As to why, it's a she-said-she-said mystery.
"Louise was good friends with George's first wife, and when he married his second wife...she and Louise basically hate each other," offers Marty "Beatle George" Scott. "That's about all I know. I think it's a woman thing."
"I have enough abilities that I can earn a living," states Harrison, who was left out of her multimillionaire brother's will, "so don't worry about that. Obviously somebody needed the $2,000 a month more than I did. It's only money. As far as I'm concerned, I'm wealthy, because I have really good friends."
These days Harrison's earning abilities stem from managing Liverpool Legends, the tribute band that brought her to Branson. The partnership began after a Fab Four-related encounter with Scott.
"I was performing at a Beatles convention with my old band in Chicago, and she was a guest speaker," he explains. "I'm the George guy, and of course I'm freaking out when I heard she was there. I was like, 'Oh, man. George's sister. I hope I don't suck!'"
The pair hit it off and decided to put together "something really special," Scott continues. "There's a lot of Beatles bands out there, some good ones and not-so-good ones."
On the Beatles tribute circuit, Liverpool Legends is reportedly a very good one, and certainly the only one sanctioned by a member of the Beatles family.
"The first year we started the band we toured all over the place," says Harrison. "Then someone called and asked if we'd do a few gigs in Branson, and then a theater owner asked if we wanted to play from January to December or something, and that's a lot easier than touring."
Harrison takes the stage for Q&A sessions and narrates video segments during shows. "The economy has gotten worse, so last year we had to rent the theater ourselves."
Her role as manager is nontraditional, explains Scott.

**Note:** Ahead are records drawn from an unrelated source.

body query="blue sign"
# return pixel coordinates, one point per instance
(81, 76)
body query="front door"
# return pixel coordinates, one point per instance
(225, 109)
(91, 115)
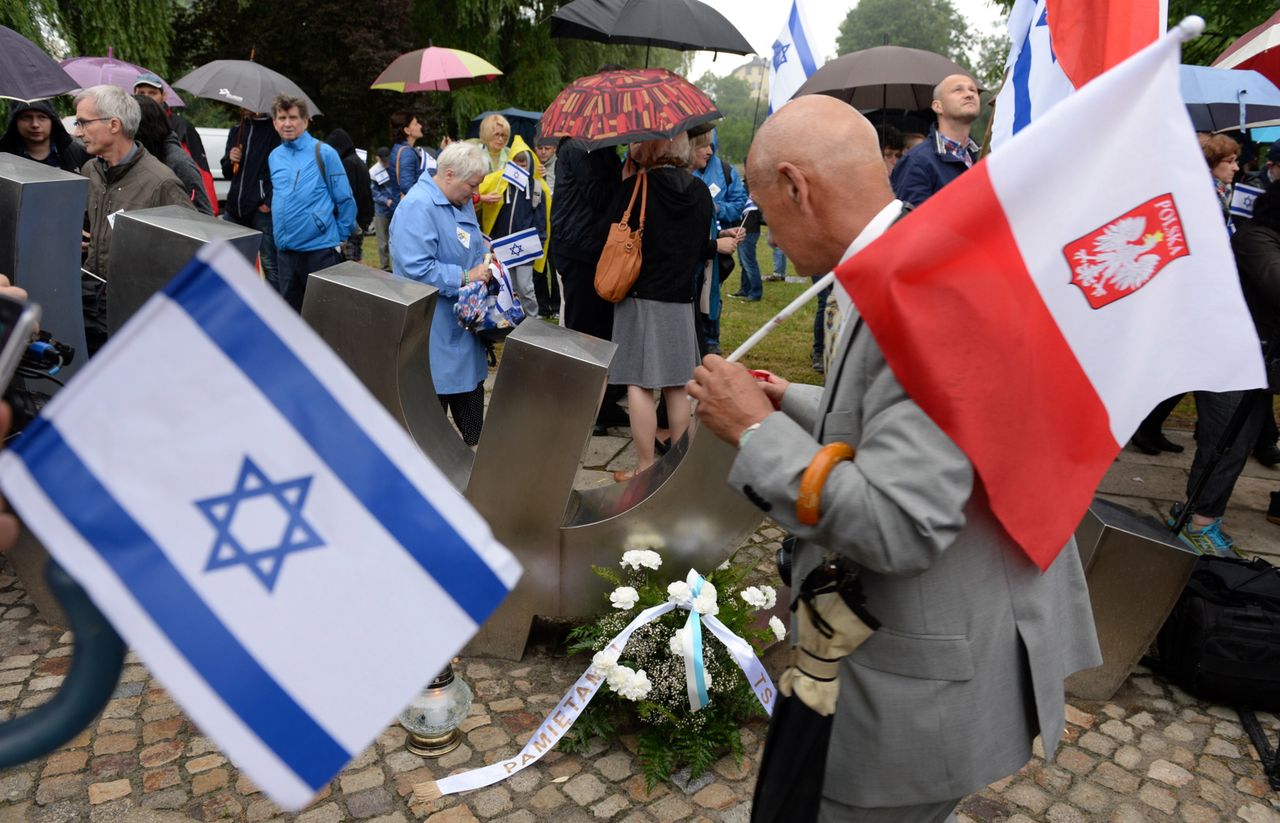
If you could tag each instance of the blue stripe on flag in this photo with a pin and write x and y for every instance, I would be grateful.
(1022, 85)
(800, 40)
(177, 609)
(338, 439)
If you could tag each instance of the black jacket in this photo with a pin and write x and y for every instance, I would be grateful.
(585, 184)
(251, 184)
(677, 225)
(357, 174)
(67, 154)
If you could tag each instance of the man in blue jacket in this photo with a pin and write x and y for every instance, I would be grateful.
(947, 151)
(312, 209)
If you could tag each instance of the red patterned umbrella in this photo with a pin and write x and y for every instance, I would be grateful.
(627, 105)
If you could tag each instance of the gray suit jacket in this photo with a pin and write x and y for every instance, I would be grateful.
(976, 643)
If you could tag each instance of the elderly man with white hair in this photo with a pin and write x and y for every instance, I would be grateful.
(122, 177)
(437, 239)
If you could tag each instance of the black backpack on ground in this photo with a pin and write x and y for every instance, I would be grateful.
(1221, 641)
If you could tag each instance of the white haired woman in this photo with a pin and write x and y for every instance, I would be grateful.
(435, 239)
(653, 325)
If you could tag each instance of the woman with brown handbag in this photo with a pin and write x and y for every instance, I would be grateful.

"Honestly, she's not really a manager per se, she's never really been a business manager, but Louise helped me from day one with pretty much everything. She's a media person. What she's done since the early '60s is deal with the press. With us she's been very hands-on, she's helped us load the truck at times. She'll get done with a TV interview, and she'll be sewing the buttons on our jackets."

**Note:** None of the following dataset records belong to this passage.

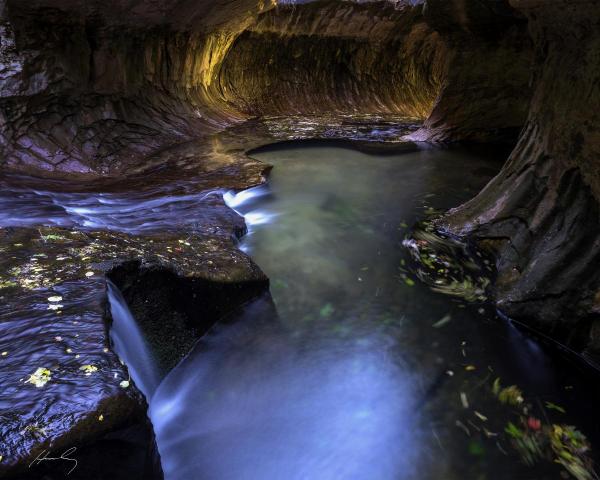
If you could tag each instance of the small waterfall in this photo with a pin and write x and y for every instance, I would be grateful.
(130, 345)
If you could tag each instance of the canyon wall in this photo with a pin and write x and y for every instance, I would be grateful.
(541, 212)
(95, 88)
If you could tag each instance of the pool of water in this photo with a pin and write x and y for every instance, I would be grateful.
(352, 368)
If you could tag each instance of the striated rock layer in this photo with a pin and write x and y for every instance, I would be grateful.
(540, 214)
(92, 88)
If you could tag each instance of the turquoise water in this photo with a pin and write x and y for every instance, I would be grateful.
(353, 368)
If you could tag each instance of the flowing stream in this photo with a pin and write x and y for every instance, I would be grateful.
(350, 367)
(351, 370)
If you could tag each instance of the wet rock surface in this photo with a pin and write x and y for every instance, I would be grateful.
(540, 214)
(63, 386)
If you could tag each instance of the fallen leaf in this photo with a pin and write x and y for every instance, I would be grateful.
(443, 321)
(88, 369)
(40, 377)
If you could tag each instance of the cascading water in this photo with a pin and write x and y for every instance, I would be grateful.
(130, 345)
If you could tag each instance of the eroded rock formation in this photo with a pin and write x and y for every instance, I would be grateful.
(541, 211)
(94, 89)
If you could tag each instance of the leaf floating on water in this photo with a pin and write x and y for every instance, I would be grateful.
(513, 430)
(480, 416)
(511, 395)
(496, 386)
(464, 400)
(476, 448)
(40, 377)
(554, 406)
(443, 321)
(327, 310)
(88, 369)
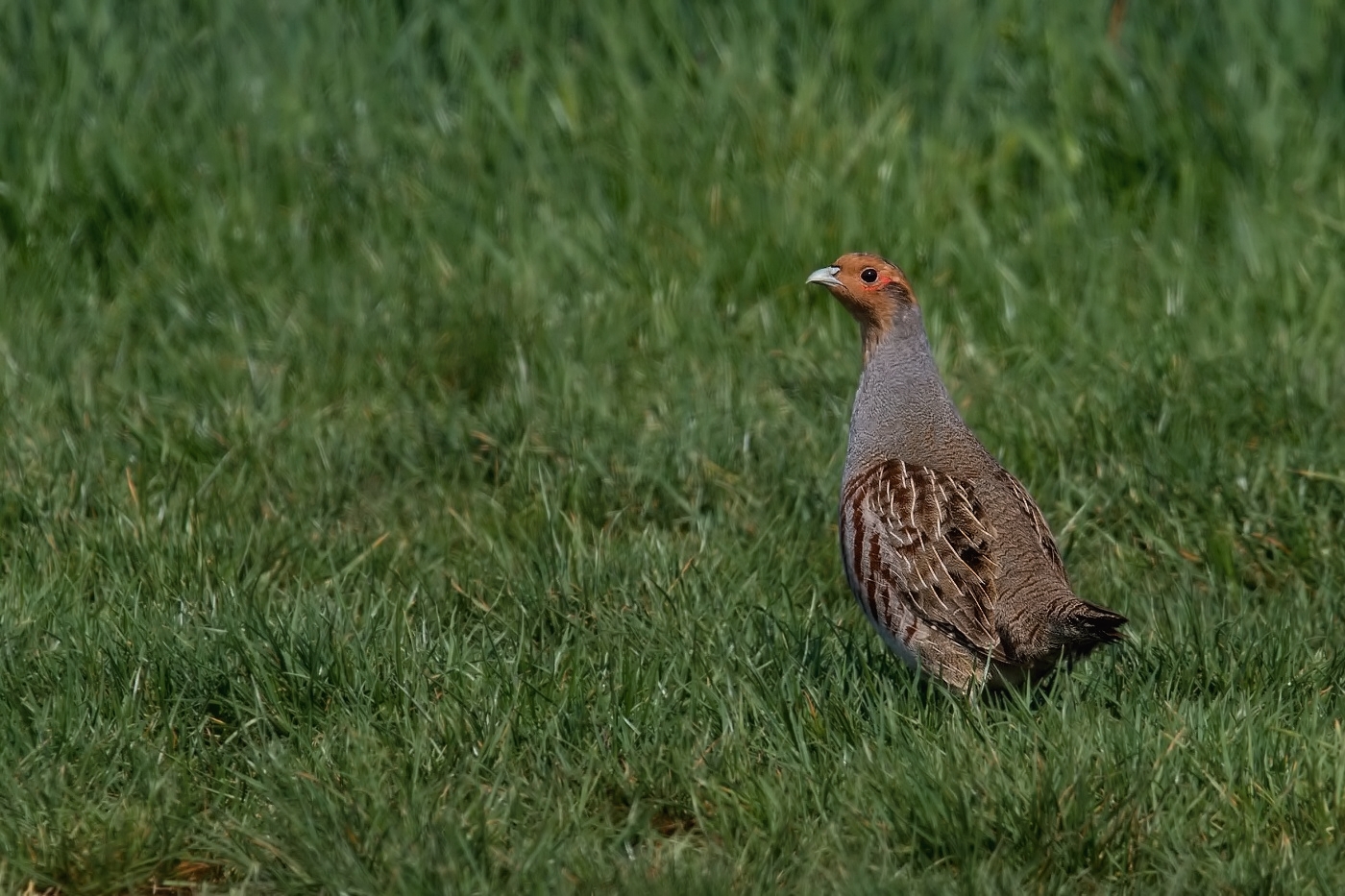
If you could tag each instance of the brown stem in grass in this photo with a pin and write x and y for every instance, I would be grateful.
(1115, 20)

A theme in Louise Harrison's life seems to be helping others. A few years ago she and the band initiated Help Keep Music Alive, "a nonprofit program where we go to schools and give a free concert, and have the school's bands and choirs play with us," Harrison explains. "I promote the show and hopefully sell an auditorium full of tickets, and then give a nice chunk of money to the music departments."
"We've been trying to get more funding, and it's growing," says Scott. "We have people on the West Coast who were interested in helping, so Louise is out there networking."

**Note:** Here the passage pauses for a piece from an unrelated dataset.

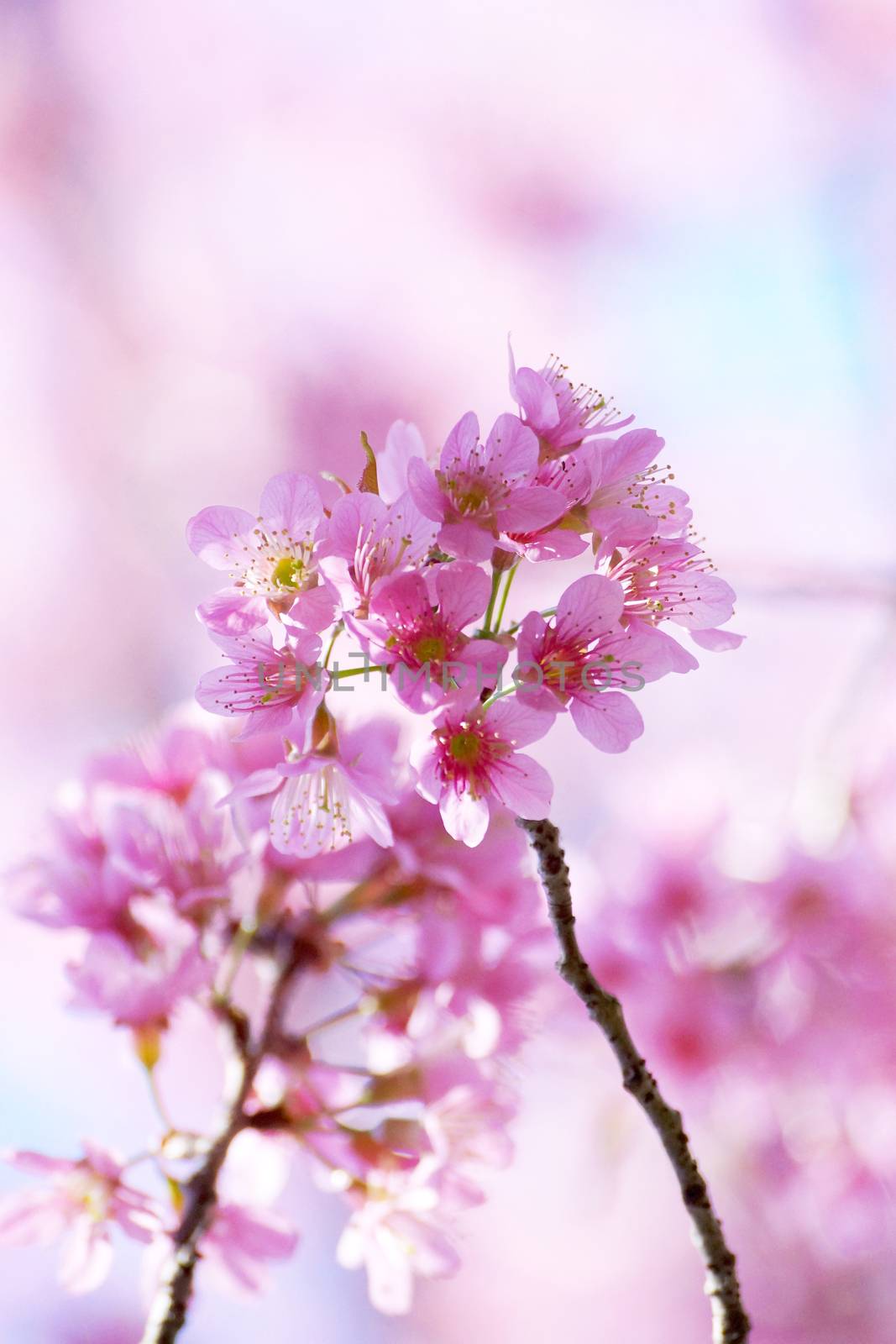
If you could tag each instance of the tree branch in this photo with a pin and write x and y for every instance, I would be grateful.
(730, 1321)
(170, 1305)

So this is where George Harrison's sister has arrived in her journey that began with following a man following coal — all the while maneuvering through life with the strange, wonderful and frustrating baggage of being George Harrison's sister.
"She's always been in a totally unique position," says Scott, who remains impressed by Harrison's vigor after all these years. "She's hanging out with a bunch of rock & rollers. She probably should be home knitting sweaters or something, but she'd rather be going to gigs."
One wonders, though: Can the Midwest expect its Beatles connection to return to the region she's called home all these years? Don't rule it out entirely. Says Harrison of her recent move to Southern California: "It's as permanent as anything can be when you're 83."